Hand Control for Poker Props – Part 2

The one factor that outweighs all others when it comes to hand control is to have more information than your opponent. The player who knows something his peers don't will always have control in the hand regardless of whether or not he's an aggressor. The most feared player in the world won't be able to assert control over a hand in which his opponent has the nuts and he doesn't.

Control is tricky business though. Of course, every poker prop should aim to have full control over hands in which he has chips committed, but the problem is that if everyone at the table knows that you have control, you'll have problems getting paid.
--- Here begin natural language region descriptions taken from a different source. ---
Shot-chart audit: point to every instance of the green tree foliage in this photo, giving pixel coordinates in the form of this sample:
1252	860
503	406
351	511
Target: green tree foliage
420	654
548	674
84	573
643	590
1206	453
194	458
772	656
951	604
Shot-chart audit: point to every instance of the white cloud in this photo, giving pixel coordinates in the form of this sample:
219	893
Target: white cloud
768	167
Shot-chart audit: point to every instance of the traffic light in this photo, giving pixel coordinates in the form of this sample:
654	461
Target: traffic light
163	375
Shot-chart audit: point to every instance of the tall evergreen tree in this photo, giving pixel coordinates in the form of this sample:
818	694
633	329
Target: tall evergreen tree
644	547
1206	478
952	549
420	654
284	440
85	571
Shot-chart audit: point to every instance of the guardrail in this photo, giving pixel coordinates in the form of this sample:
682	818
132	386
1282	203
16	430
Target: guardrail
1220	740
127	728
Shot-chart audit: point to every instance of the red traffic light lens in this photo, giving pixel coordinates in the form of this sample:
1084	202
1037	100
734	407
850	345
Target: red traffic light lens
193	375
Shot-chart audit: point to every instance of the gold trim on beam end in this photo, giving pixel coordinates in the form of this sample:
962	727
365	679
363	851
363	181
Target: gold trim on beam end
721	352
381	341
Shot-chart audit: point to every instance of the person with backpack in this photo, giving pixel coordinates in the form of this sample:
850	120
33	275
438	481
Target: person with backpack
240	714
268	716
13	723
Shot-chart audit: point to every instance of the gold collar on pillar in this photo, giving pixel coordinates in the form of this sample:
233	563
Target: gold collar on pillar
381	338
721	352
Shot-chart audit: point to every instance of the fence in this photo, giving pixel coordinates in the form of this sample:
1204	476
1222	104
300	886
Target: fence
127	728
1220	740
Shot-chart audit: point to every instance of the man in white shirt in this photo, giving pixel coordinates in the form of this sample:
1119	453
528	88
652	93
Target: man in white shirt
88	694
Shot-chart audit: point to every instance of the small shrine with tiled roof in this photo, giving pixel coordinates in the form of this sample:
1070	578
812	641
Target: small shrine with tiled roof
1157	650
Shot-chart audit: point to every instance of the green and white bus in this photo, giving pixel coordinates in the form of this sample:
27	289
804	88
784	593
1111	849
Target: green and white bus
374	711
The real deal is to grab control, while allowing your opponents to believe that they have the control. When he believes he has control, your opponent will not fear you. He will think that he's taking you to value-town, while in fact he's walking into the trap that you have sprung. This is how large pots are won in NL Holdem.

Here's an example to illustrate the point: at a $1/$2 NLH table, the hero picks up pocket 8s in middle position. He makes a standard $15 raise and two villains decide to tag along. The hero has around $600 in his stack while the player on the button has $450.

The flop falls 9,3,9 and the hero is in a little bit of a trouble. It's definitely not the best flop he could ask for, but his hand is a decent-enough one to warrant continued aggression. He fires out a continuation bet of $30 and one of the villains gets out of the way leaving our guy heads-up with the button. The button falls into acting mode: he sighs and scratches his head and then – as if against his better judgment – he reluctantly makes the call. At this point it becomes clear that he has either a set of 9s or possibly a set of 4s. This is when the hero gains the upper hand control-wise, even though his actual position in the hand is rather dismal: he knows pretty much exactly what his opponent has, while his opponent only knows what he holds. The turn falls the 8c and out hero is hit big time. He has full control in the hand on account of the boat he's just secured, and he has the villain believing he's the one taking the opposition to value town.

At this point, taking anything less than the villain's entire stack would be a major mistake.